Maugis Cathy, Celeux Gilles, Martin-Magniette Marie-Laure
Department of Mathematics, University Paris-Sud 11, Orsay, France.
Biometrics. 2009 Sep;65(3):701-9. doi: 10.1111/j.1541-0420.2008.01160.x. Epub 2009 Feb 4.
This article is concerned with variable selection for cluster analysis. The problem is regarded as a model selection problem in the model-based cluster analysis context. A model generalizing the model of Raftery and Dean (2006, Journal of the American Statistical Association 101, 168-178) is proposed to specify the role of each variable. This model does not need any prior assumptions about the linear link between the selected and discarded variables. Models are compared with Bayesian information criterion.
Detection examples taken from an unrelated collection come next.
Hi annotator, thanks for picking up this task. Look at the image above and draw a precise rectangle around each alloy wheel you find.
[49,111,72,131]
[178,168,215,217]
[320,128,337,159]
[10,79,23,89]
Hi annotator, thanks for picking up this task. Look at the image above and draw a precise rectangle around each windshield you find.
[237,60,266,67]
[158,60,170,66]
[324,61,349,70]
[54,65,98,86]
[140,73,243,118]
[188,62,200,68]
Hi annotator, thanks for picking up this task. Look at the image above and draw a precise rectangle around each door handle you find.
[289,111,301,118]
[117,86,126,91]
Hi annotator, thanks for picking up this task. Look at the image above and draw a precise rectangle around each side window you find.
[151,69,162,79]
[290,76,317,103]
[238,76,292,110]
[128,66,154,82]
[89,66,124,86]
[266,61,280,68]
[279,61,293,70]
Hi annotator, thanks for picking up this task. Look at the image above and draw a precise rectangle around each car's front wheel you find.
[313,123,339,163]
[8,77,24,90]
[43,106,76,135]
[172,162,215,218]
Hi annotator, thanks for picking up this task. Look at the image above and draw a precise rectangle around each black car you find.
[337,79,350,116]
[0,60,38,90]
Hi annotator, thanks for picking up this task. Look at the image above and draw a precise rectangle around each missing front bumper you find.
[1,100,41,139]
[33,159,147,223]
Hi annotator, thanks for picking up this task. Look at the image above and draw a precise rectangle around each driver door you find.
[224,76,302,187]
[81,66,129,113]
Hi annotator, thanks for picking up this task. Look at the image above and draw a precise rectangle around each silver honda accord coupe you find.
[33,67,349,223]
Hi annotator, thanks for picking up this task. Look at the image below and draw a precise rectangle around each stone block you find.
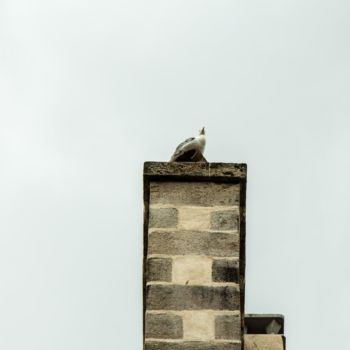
[178,207,213,230]
[149,208,179,228]
[210,210,239,230]
[215,315,241,340]
[146,258,172,282]
[146,285,240,310]
[148,230,239,257]
[212,259,239,283]
[145,341,241,350]
[172,256,212,284]
[145,313,183,339]
[150,181,240,206]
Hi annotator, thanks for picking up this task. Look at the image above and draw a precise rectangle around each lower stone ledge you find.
[244,334,285,350]
[145,340,241,350]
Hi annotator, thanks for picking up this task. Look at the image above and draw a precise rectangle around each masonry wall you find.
[144,163,245,350]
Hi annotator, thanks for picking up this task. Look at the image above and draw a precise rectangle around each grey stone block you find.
[210,210,239,230]
[244,334,286,350]
[150,181,240,206]
[215,315,241,340]
[212,259,239,283]
[146,258,172,282]
[149,208,179,228]
[146,285,240,310]
[148,230,239,257]
[145,314,183,339]
[145,341,241,350]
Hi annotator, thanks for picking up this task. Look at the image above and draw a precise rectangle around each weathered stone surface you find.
[147,258,172,282]
[244,314,284,334]
[149,208,179,228]
[144,162,247,179]
[210,210,239,230]
[183,310,215,341]
[178,207,213,230]
[146,285,240,310]
[145,341,241,350]
[212,259,239,283]
[244,334,284,350]
[148,230,239,257]
[215,315,241,340]
[150,181,239,206]
[145,314,183,339]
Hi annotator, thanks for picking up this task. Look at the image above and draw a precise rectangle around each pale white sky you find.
[0,0,350,350]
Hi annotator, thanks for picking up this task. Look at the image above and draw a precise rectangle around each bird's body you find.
[170,128,205,162]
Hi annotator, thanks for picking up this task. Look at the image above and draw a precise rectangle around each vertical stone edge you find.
[239,164,248,350]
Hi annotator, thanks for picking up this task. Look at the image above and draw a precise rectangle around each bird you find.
[170,127,206,162]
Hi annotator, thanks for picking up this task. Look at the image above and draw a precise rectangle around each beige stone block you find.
[172,256,212,285]
[150,181,240,207]
[244,334,284,350]
[183,311,215,341]
[178,207,212,230]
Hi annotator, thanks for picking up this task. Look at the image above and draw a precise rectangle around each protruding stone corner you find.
[143,161,247,180]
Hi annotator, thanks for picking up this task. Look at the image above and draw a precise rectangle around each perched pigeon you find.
[170,128,206,162]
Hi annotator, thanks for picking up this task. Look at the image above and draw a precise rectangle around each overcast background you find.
[0,0,350,350]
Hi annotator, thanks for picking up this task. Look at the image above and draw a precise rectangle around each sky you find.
[0,0,350,350]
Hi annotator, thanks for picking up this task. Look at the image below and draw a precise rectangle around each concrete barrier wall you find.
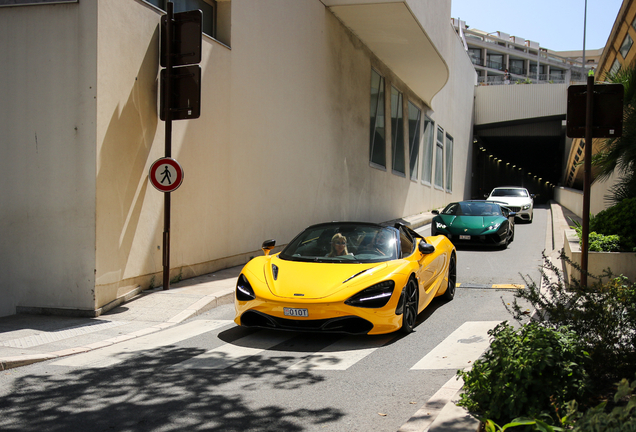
[554,187,583,218]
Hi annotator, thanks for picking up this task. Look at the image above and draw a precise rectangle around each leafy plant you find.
[510,253,636,398]
[567,378,636,432]
[484,417,565,432]
[574,224,621,252]
[457,322,588,424]
[590,198,636,251]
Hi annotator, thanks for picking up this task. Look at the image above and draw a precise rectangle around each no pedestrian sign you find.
[148,158,183,192]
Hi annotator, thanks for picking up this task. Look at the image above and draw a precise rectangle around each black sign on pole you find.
[159,65,201,121]
[160,9,203,67]
[566,81,625,287]
[566,84,625,138]
[159,1,203,290]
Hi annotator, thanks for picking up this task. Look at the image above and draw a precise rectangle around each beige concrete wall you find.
[0,0,474,314]
[0,1,97,315]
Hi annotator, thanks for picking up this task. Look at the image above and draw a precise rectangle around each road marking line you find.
[456,282,526,289]
[411,321,501,370]
[52,320,233,368]
[289,336,394,370]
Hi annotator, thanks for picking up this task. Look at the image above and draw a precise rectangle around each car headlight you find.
[345,280,395,308]
[236,273,256,301]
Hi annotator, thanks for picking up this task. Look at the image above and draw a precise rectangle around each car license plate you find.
[283,308,309,317]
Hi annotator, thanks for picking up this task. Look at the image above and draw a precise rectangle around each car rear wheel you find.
[442,254,457,301]
[401,279,418,334]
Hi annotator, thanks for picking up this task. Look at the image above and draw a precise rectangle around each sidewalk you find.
[0,202,576,432]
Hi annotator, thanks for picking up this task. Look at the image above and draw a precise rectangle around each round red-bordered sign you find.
[148,158,183,192]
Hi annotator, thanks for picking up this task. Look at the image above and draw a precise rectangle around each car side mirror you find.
[261,239,276,255]
[418,240,435,255]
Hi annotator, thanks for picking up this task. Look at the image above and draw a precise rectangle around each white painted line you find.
[398,376,464,432]
[411,321,501,370]
[52,320,233,368]
[172,330,296,369]
[289,336,394,370]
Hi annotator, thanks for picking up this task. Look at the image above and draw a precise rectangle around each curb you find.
[0,288,234,371]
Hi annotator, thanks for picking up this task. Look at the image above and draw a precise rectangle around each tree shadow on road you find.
[0,346,344,432]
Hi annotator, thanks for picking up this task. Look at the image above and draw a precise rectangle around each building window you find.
[510,59,524,75]
[409,101,422,180]
[391,86,406,176]
[468,48,484,66]
[487,54,503,70]
[146,0,217,38]
[369,70,386,168]
[446,134,453,192]
[530,64,545,75]
[435,126,444,189]
[422,117,435,185]
[620,35,634,58]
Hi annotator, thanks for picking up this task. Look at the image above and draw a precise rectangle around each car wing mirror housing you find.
[261,239,276,255]
[418,240,435,255]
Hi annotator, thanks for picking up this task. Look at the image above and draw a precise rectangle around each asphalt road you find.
[0,209,547,432]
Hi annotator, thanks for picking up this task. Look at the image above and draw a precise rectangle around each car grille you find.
[241,310,373,335]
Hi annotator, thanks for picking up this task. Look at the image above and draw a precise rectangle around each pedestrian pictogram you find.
[148,158,183,192]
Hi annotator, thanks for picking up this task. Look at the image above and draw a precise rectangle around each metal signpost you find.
[566,75,624,287]
[156,1,202,290]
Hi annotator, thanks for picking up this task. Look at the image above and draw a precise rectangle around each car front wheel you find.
[401,279,418,334]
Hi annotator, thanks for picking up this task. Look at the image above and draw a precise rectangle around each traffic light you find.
[159,10,203,121]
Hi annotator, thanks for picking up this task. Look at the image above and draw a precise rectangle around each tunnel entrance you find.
[471,119,566,204]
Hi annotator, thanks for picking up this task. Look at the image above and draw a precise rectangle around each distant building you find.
[0,0,475,316]
[563,0,636,214]
[451,18,600,85]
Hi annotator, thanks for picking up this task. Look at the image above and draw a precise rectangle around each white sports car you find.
[486,186,534,222]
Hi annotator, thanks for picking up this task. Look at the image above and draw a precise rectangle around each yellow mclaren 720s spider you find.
[234,222,457,334]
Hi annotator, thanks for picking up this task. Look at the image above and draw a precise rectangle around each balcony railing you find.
[477,74,578,85]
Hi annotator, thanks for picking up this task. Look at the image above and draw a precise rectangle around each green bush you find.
[457,322,588,424]
[590,198,636,251]
[567,379,636,432]
[511,254,636,400]
[575,226,622,252]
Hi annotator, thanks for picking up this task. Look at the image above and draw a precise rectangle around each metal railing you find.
[477,74,572,85]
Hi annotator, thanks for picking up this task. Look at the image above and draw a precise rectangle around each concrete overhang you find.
[321,0,449,106]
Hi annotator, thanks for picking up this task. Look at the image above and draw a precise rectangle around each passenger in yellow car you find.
[364,231,393,256]
[327,233,353,257]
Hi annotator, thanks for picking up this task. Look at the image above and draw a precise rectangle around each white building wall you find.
[0,1,97,315]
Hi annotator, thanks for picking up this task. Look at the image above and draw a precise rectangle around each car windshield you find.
[442,202,502,216]
[280,223,398,263]
[490,188,528,197]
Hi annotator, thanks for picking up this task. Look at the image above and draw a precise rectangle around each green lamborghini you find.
[431,201,516,248]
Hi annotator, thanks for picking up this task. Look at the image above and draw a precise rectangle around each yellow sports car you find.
[234,222,457,334]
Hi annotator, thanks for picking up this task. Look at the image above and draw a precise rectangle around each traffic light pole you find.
[162,1,174,290]
[581,75,594,287]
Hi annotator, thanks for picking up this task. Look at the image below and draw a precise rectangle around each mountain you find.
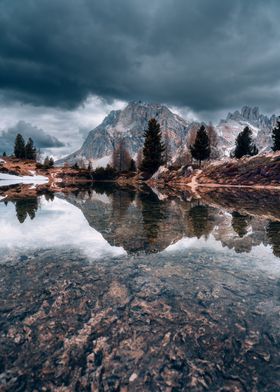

Variable role is obtained through an algorithm embedding two backward stepwise algorithms for variable selection for clustering and linear regression. The model identifiability is established and the consistency of the resulting criterion is proved under regularity conditions. Numerical experiments on simulated datasets and a genomic application highlight the interest of the procedure.
本文关注聚类分析中的变量选择。在基于模型的聚类分析背景下,该问题被视为一个模型选择问题。提出了一个推广Raftery和Dean(2006年,《美国统计协会杂志》101卷,168 - 178页)模型的模型,以明确每个变量的作用。该模型不需要对所选变量和舍弃变量之间的线性联系做任何先验假设。通过贝叶斯信息准则对模型进行比较。变量作用是通过一种算法获得的,该算法嵌入了用于聚类和线性回归变量选择的两种向后逐步算法。建立了模型可识别性,并在正则条件下证明了所得准则的一致性。在模拟数据集上的数值实验和一个基因组应用突出了该方法的价值。